The Afghan Whigs (Washington Park Mainstage, Friday, September 26, 8:30)
I have seen a lot of music in this town; never have I been present for anything like The Afghan Whigs' return to Bogarts in October of 2012. Even before Wussy's (typically expert) warmup set, there was a palpable electricity in the room: this was happening again. Old ghosts creeping out of the bricks, whispers of a different era. The hometown boys taking the stage at their old stomping grounds for the first time in almost fourteen years, five months into a well-received reunion tour. Cincinnati was ready. So were the Whigs. Under dim blue lights, Dulli screamed "CINCINNATIIIIII" over the opening riff to "Crime Scene Part 1," and the place exploded. "I've been waiting five fuckin' months for tonight." They wiped the floor with us. Post-show, I heard multiple vets who had seen the band in their heyday exclaiming that they were even better this time around. The moral of this story: when it comes to The Afghan Whigs, never miss a home game.
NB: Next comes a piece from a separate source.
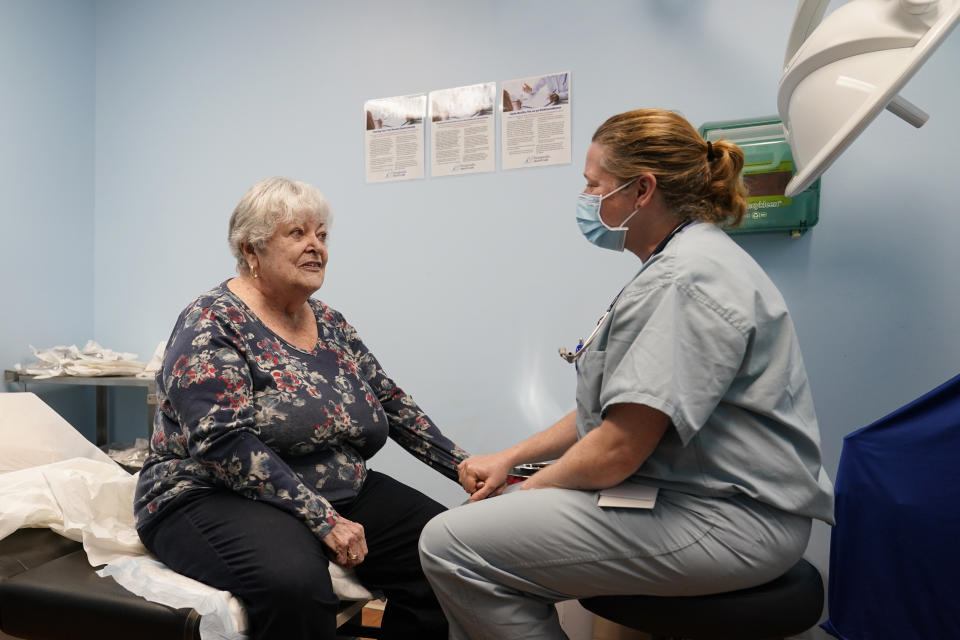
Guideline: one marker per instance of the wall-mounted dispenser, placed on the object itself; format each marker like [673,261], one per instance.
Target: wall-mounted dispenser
[768,168]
On Friday, the 26th, they'll be making their third reunion-era hometown appearance, this time on the much-larger Midpoint Music Festival mainstage in Washington Park. They released Do To The Beast in April, their first new record in sixteen years, and their return to original label Sub Pop. After the departure of original guitarist Rick McCollum, Dulli and bassist/producer John Curley are the only remaining founding Whigs, but they've got admirable support from a trio of Dulli's Twilight Singers cohorts (Jon Skibic, Rick Nelson, and Cully Symington), as well as guitarist Dave Rosser (who joined Dulli and Mark Lanegan in The Gutter Twins). Best of all, it's a damn good Afghan Whigs album, which seemed to take some reviewers by surprise--odd, given Dulli's extremely consistent artistic output over the last decade. The borderline-metal thud of "Parked Outside," the uneasy staccato "Matamoros," the quiet ache of "It Kills"--all classic Whigs with some new twists and textures.
The Afghan Whigs were unlike any other band on the 90's alternative rock landscape. Their music burst at the seams with anxious energy, oozed sex, and begged you, above all, to pay attention. Twenty years later, their records don't suffer from the overproduced sheen that Steve Lillywhite and Brendan O'Brien cast all over albums from that period. Dulli's lyrics--then and now--explored the darkest recesses of the male psyche, songs full of leering libido, braggadocio, guilt, and self-loathing. But it was their obsession with soul music that particularly set them apart. It seeps into their arrangements, into their lyrics, into the basslines and even their album artwork. In concert, songs would (and still do) find their way into Motown songs, "Little Red Corvette" would emerge in the middle of "66," or they'd drop their chilly minor-key arrangement of The Supremes' "Come See About Me." Drake and Frank Ocean covers were frequent on the 2012 reunion tour (they even did a studio version of the latter). Mixed with the alt-rock guitar attack, the soul sound gives Dulli a unique vehicle to convey the anxiety and menace that drives his art.
It's hard to imagine a bigger moment for the band or for the festival. Outside of Grizzly Bear, The Afghan Whigs are the most impressive booking the festival's pulled off. And the band will mark their grand homecoming in front of what's bound to be their largest-ever Cincinnati crowd. Come see Greg Dulli conjure his congregation. Should be one for the history books.